Мне удалось вскочить, вместе с товарищем по редакции, на подножку уходящего трамвая. Добрались до Фонтанки, где помещалась тогда «Красная вечерняя газета». И там узнали. В Кирова — стреляли.
Мой товарищ, услышав это, стал дрожащей рукой наливать себе воду из графина, графин выскользнул, полетел и разбился вдребезги.
А ведь совсем-совсем недавно, ну буквально на днях, я столкнулся с Кировым невзначай, я пришел по редакционным делам в Смольный, и навстречу шел по коридору Сергей Миронович, приветливо кивнув мне на ходу, бросил: «Виновники Октября!» — и пошел к себе в кабинет.
Пуля Николаева сразила Кирова именно там, в коридоре Смольного…
Мчится в Москву траурный поезд.
Ворочаюсь на своей верхней полке.
И снизу кто-то, тоже бодрствуя, закуривает новую папироску.

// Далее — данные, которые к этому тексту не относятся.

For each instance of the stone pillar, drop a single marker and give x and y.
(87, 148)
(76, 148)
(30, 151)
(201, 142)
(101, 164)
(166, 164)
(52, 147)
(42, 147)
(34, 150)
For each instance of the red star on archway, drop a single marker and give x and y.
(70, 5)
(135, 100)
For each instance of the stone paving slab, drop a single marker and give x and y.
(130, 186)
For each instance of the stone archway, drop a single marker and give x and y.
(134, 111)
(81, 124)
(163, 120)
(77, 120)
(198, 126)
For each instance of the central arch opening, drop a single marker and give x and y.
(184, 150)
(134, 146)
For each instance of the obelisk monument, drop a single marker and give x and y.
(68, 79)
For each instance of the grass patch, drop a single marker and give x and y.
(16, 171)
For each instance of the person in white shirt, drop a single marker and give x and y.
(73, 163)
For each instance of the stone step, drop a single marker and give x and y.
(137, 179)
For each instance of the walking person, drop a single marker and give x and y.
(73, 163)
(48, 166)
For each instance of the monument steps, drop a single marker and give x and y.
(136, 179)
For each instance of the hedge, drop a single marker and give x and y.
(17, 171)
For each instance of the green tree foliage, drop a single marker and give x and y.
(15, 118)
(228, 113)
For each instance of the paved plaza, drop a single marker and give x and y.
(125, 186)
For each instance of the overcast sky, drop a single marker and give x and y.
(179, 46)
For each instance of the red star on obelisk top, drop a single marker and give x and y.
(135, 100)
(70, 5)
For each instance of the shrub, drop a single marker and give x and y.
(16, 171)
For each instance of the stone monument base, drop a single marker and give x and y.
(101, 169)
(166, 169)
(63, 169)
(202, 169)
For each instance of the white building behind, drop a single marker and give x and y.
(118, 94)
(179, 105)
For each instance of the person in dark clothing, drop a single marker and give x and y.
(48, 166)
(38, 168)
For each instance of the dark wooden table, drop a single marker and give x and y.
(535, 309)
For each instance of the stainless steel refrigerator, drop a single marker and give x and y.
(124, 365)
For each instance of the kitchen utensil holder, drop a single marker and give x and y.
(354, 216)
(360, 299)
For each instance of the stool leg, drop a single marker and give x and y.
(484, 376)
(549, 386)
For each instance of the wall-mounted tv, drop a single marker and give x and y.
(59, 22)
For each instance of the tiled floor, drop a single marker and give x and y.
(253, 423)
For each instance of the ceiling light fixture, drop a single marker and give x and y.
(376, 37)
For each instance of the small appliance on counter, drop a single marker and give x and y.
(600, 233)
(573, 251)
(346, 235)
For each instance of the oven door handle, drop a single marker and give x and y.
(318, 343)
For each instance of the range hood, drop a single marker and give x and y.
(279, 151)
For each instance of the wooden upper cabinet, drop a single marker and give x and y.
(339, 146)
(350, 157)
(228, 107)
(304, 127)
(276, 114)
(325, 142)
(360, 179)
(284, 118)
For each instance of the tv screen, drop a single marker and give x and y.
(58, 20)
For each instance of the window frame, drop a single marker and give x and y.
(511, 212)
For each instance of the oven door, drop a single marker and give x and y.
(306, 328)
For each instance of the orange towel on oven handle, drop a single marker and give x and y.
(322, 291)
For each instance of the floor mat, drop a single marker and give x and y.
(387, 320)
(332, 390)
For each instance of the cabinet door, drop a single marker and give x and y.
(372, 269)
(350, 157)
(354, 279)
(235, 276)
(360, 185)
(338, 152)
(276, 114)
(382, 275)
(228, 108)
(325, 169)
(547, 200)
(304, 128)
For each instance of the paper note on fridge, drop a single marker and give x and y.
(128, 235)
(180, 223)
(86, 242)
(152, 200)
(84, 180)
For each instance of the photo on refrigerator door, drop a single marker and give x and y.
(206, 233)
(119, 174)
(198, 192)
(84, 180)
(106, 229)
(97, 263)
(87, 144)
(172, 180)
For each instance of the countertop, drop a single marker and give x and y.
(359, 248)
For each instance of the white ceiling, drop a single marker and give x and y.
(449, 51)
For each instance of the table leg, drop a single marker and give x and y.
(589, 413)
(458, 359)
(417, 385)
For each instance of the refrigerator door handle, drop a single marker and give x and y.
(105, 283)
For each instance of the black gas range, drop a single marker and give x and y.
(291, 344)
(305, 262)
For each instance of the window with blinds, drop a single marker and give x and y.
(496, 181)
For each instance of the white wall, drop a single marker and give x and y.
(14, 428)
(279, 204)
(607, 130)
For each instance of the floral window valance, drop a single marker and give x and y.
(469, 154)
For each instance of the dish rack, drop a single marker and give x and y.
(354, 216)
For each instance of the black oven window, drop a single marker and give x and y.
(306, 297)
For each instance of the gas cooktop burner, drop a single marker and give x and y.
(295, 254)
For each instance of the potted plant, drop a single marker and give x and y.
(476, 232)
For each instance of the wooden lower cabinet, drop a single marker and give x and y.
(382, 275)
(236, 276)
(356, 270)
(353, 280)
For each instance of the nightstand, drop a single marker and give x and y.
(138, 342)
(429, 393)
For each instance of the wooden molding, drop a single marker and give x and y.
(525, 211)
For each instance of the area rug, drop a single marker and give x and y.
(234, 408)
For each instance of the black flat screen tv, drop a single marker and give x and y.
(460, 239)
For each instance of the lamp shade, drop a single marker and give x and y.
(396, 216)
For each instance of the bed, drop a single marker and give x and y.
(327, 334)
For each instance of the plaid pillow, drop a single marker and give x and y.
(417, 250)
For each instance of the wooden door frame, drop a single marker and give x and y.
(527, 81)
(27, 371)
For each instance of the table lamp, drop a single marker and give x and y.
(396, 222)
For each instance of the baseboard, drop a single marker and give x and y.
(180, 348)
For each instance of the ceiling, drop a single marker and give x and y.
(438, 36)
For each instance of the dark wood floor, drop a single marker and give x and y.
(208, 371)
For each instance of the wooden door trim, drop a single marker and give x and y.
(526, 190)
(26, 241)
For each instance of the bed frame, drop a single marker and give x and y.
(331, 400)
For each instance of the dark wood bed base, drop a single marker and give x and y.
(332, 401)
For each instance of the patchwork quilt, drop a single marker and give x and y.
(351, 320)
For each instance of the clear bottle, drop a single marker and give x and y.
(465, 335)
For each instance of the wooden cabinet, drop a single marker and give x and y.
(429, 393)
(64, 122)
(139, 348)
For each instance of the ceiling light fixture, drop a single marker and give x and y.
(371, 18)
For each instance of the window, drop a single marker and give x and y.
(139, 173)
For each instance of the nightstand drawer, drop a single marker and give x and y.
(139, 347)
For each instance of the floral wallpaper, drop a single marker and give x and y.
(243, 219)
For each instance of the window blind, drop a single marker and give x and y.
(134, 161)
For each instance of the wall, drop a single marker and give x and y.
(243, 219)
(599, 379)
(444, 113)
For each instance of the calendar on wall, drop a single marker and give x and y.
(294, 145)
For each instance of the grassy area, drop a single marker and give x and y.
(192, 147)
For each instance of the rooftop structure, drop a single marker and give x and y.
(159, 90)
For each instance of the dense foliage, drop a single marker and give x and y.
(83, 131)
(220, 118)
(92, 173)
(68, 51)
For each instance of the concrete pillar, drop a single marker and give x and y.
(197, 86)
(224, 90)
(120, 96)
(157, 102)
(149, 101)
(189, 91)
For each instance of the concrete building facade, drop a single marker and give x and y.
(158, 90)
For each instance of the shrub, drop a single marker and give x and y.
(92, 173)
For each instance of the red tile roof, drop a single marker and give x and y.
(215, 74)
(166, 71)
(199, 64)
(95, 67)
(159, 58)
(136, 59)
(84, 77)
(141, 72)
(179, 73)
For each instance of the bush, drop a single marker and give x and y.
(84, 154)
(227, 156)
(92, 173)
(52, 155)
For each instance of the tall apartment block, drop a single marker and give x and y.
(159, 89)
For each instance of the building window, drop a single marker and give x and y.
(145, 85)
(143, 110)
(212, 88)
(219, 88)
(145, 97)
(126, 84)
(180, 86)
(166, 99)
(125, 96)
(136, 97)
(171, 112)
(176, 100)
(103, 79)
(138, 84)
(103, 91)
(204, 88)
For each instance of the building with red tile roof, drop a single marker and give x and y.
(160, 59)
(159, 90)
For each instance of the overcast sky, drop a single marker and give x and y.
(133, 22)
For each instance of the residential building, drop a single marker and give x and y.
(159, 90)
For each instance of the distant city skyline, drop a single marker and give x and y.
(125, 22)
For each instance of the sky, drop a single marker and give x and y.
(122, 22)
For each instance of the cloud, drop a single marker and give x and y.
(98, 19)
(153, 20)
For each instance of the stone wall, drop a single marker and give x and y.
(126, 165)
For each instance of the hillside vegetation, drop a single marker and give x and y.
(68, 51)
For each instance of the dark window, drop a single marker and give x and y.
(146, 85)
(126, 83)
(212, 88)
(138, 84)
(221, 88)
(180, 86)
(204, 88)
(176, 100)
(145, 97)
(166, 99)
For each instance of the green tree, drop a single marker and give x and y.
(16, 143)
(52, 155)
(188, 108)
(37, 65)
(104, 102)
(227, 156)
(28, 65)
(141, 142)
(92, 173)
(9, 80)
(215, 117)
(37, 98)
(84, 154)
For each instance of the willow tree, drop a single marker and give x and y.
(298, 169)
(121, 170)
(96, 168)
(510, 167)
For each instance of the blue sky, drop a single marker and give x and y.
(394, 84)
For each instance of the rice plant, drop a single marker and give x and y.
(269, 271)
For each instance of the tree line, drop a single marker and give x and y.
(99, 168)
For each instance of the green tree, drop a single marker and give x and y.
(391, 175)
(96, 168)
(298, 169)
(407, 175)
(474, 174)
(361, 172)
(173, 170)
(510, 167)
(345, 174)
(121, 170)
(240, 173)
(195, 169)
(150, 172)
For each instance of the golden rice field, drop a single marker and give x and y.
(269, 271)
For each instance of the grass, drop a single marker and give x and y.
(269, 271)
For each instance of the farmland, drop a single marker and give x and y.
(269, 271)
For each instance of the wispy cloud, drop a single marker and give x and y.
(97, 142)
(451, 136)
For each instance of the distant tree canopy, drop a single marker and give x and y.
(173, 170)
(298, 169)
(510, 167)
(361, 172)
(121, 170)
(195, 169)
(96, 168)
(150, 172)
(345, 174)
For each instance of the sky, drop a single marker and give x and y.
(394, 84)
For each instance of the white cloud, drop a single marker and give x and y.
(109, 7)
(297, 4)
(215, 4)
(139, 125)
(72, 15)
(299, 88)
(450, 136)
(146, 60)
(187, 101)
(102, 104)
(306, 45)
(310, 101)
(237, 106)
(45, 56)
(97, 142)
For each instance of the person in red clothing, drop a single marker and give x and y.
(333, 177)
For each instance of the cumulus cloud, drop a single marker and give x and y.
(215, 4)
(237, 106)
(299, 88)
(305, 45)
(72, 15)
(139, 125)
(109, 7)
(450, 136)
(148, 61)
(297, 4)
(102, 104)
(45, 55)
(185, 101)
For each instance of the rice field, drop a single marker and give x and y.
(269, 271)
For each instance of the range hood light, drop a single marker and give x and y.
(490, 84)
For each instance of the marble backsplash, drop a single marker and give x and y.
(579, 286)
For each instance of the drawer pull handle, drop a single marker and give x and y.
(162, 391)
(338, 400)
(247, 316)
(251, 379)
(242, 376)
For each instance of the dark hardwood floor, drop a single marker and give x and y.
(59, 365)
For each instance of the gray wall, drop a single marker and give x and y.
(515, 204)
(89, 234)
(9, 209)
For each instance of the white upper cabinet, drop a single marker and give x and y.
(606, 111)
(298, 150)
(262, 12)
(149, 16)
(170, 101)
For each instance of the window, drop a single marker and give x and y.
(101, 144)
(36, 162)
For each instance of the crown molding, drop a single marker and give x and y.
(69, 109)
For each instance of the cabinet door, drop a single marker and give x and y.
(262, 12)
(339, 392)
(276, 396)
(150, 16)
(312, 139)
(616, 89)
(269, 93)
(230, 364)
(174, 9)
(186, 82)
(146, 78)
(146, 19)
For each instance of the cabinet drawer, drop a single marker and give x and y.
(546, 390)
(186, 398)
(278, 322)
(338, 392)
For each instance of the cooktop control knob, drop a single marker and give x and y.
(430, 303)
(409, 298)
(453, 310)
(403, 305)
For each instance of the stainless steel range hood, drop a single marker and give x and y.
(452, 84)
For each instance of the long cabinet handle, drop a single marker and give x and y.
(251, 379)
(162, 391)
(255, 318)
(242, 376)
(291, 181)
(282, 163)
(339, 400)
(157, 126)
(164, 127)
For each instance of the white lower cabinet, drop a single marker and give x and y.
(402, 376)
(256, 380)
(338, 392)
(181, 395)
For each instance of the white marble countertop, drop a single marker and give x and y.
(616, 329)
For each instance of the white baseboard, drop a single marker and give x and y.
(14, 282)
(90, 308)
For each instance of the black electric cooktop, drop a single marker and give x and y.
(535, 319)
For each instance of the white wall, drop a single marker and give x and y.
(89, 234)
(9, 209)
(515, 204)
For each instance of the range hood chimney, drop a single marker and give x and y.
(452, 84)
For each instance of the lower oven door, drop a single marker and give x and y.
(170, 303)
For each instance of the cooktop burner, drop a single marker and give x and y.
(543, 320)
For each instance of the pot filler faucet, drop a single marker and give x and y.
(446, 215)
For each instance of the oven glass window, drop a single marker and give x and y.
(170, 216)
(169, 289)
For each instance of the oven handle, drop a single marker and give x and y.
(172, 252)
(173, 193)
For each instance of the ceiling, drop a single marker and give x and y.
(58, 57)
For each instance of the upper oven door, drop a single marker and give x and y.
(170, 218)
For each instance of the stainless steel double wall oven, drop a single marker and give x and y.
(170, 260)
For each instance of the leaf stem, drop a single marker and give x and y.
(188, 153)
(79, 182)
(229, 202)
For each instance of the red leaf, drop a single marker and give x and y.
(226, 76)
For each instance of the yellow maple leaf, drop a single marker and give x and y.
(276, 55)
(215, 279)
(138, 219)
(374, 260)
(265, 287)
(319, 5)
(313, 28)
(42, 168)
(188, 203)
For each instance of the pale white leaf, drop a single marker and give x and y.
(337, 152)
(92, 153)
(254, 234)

Еще, кажется, вчера был Семнадцатый съезд партии. Он длился с 26 по 10 февраля этого года.
Кажется, еще вчера читал в газете его, кировское, выступление.
Навеянное реально осязаемым тогда улучшением народной жизни.
Завершившееся овациями, которые могли сравниться разве что с овациями по адресу Сталина…
Выступал признанный любимец партии.
«Если сказать просто, по-человечески, — так хочется жить и жить».
Кто стрелял? Зачем? По чьему умыслу?
После этой ставшей тогда знаменитой речи, радостной, живой, человеческой, жить оставалось ему недолго…
Как и подавляющему большинству участников этого съезда, названному тогда словами, звучащими сегодня трагедийно, — «Съезд победителей».
Пройдет немного времени, и подавляющее большинство делегатов этого съезда победителей будут объявлены врагами народа, расстреляны, погибнут в тюрьмах и лагерях…
Их реабилитируют посмертно — после Двадцатого съезда.
А иных — и еще позже.
На траурном митинге памяти Кирова на Красной площади был и Борис Ильич, спускался с ленинградцами после митинга в Мавзолей, он мне впоследствии рассказывал об этом, но тогда, в 1934 году, я и не подозревал, что имя этого ученого, иногда мелькавшее на страницах газет, станет мне в будущем настолько близким…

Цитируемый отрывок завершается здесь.